# what flies for bluegill?



## wabi (Jun 14, 2008)

What flies would be best to try for bluegill in a small lake this time of year?
Tried a variety (dry, nymph, small streamer) and came up empty the last couple of tries (except for one 10" largemouth bass yesterday). Surface temps in the mid-60s now.


----------



## Flyfish Dog (Nov 6, 2007)

Poppers! Still!!


----------



## fallen513 (Jan 5, 2010)

Small poppers are always a winner, but my personal favorite is a black ant. I've caught more gills on it than anything else I've tried. It's amazing they can even see it, let alone fight over who's gonna smash it!


----------



## TheCream (Mar 19, 2009)

My #1 subsurface fly for gills has been a #12 black birds next nymph. Easy tie, pretty durable, and very buggy. A close #2 would be a small yellow woolly worm wet fly in #12 or #14.


----------



## crazypoultry (May 18, 2009)

Bully's BlueGill Spider has become my personal favorite.


----------



## BassSlayerChris (Aug 9, 2010)

any small fly =)


----------



## BlueDun (Feb 21, 2007)

Chernobyl Ant - or any other flies that float and have legs!


----------



## wabi (Jun 14, 2008)

Wasn't sure what a bird's nest nymph was so I googled it and watched a youtube video. Tied a couple #16s to try.
Went to the lake this evening and on the first cast with the bird's nest hooked (landed & released) a 7" gill, which is good for that lake.
Very windy this evening so I didn't stay long, but at least I caught the intended species.


----------



## Andrew S. (May 22, 2010)

Small surface flies are the most fun, to me, but if I'm trying to fill a frying pan I use small wets like a McGinty, or something similar but of different colors.


----------



## Flyfish Dog (Nov 6, 2007)

One that smoked gills an sunfishs today. McGinty's!


----------



## wabi (Jun 14, 2008)

Flyfish Dog said:


> One that smoked gills an sunfishs today. McGinty's!


Looked like a good fly pattern to add, so I tied a couple.

Didn't work for me to catch bluegill(s). 

It did sucker a green sunfish, though!


----------



## Flyfish Dog (Nov 6, 2007)

Its still a good pattern no doubt. Wher did you go fish at? Gonna try to head down during the week in trhe Hills for a few if weather is decent enough.


----------



## wabi (Jun 14, 2008)

That one was at a secret spot (Adams Lake). 


Guess it isn't so secret anymore........... 
The fishing has been slow here for a couple weeks now, but I'm hopeful it will pick up again before winter sets in.


----------



## ohiotuber (Apr 15, 2004)

Yellow woolly worm, red butt epoxy ant, white foam spider & black foam beetle.
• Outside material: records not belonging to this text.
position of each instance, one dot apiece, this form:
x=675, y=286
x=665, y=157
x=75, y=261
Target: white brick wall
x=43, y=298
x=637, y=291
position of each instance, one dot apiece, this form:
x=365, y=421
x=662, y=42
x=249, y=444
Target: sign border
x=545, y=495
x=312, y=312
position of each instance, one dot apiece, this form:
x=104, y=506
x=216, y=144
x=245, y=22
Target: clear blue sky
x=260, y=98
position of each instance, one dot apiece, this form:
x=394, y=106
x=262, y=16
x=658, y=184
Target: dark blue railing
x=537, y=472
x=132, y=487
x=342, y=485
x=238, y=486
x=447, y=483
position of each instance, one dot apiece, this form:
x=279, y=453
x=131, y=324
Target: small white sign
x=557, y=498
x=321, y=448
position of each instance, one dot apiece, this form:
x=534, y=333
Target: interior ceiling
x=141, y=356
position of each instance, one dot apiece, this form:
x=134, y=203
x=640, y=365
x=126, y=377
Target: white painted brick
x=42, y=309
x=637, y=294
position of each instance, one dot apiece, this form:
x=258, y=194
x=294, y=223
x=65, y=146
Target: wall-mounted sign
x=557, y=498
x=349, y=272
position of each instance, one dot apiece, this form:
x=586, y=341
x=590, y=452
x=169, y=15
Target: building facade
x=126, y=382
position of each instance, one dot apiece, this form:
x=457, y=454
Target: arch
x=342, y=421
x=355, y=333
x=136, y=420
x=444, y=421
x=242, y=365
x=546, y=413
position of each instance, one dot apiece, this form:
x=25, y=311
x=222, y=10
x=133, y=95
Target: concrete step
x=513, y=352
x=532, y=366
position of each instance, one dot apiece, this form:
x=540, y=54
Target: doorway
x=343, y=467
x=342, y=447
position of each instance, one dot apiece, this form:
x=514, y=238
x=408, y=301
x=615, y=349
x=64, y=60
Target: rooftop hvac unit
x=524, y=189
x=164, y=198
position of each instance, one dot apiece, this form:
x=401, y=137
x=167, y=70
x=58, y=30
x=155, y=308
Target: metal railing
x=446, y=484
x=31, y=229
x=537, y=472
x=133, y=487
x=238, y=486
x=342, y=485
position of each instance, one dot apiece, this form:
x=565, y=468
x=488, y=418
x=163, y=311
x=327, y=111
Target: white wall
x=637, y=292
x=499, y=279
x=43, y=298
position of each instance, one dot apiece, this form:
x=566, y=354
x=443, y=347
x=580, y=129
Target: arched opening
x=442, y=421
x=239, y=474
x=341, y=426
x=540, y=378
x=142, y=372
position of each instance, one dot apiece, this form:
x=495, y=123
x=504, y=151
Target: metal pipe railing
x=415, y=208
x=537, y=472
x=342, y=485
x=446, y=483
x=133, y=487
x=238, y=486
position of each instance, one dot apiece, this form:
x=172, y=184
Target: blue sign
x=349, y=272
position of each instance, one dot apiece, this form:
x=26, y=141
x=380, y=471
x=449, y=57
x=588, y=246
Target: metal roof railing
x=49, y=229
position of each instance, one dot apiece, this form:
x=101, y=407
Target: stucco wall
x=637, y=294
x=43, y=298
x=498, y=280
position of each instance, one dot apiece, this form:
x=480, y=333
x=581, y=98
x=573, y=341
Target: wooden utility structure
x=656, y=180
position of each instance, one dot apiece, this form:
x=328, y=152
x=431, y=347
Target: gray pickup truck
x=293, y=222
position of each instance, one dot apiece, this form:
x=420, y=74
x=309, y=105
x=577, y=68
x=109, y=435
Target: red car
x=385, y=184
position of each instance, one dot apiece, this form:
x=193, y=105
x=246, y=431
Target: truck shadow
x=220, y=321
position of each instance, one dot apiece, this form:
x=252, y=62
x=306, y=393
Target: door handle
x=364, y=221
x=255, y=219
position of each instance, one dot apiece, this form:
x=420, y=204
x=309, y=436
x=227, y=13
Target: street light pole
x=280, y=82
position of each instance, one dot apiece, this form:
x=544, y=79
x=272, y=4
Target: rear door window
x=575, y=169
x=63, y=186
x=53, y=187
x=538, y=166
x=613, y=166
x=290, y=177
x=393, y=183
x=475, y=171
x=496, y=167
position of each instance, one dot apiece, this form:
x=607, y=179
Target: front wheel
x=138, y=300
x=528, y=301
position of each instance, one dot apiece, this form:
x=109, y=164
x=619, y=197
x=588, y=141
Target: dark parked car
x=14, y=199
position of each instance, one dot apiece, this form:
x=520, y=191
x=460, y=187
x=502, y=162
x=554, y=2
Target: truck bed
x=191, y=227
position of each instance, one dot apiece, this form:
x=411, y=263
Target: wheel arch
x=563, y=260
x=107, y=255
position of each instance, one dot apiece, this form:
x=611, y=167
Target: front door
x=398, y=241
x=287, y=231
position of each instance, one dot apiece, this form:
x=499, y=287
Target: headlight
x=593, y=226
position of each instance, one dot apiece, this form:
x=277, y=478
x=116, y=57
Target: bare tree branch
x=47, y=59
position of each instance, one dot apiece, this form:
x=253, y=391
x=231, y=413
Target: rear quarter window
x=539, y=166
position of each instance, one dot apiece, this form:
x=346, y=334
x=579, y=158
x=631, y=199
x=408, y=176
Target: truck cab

With those 4 patterns, I am very well armed for 'gills from Spring through Fall.
Mike


----------



## Fishaholic69 (Apr 6, 2007)

I love tossing some griffins gnats at them! size 16 or 14 or so. top water action at its best! if you are fishing wet flies try a size 12 or so all black dubbed body with some copper ribbing or flash ribbing and some black partridge or whatever hackle you use for your wet flies for the hackle. a great all around bug pattern. here is another example of the pattern. its called a partridge and orange. also just a foam spider or ant works. come to think of it I think just about anything works for gills...


----------



## Steelhead Fever (Dec 31, 2009)

whatever you prefer,really,but my favorite is one of the simplest ties...hook size anywhere from 12-18,thread to match the color your tying,and a piece of small neck hackle in any color,Ive found this light brownish color to be most productive,you can fish it on top and watch them smack it,slow strip it underneath,or if your fishing the redds just dip it,let it sink down,twitch it,and they inhale it 99.9% of the time,trust me,even though its designed to be a "dry-fly" you can adapt to the conditions and fish it many ways,without changing flies,thats why,in my opinion this fly can be killer on the water....S.F.


----------



## Flyfish Dog (Nov 6, 2007)

Fishaholic69 said:


> I love tossing some griffins gnats at them! size 16 or 14 or so. top water action at its best! if you are fishing wet flies try a size 12 or so all black dubbed body with some copper ribbing or flash ribbing and some black partridge or whatever hackle you use for your wet flies for the hackle. a great all around bug pattern. here is another example of the pattern. its called a partridge and orange. also just a foam spider or ant works. come to think of it I think just about anything works for gills...


That soft hackle there rocks for trouts!


----------



## fallen513 (Jan 5, 2010)

Nothing has beaten my ant for productivity. 





























It's been a while since I got into'm. Will have to hit it up before it freezes.


----------



## TheCream (Mar 19, 2009)

Thinking the same thing, Fallen. There's a pod with massive gills I'd like to fish one more time before it gets too frosty outside, just have to find the time to do it!


----------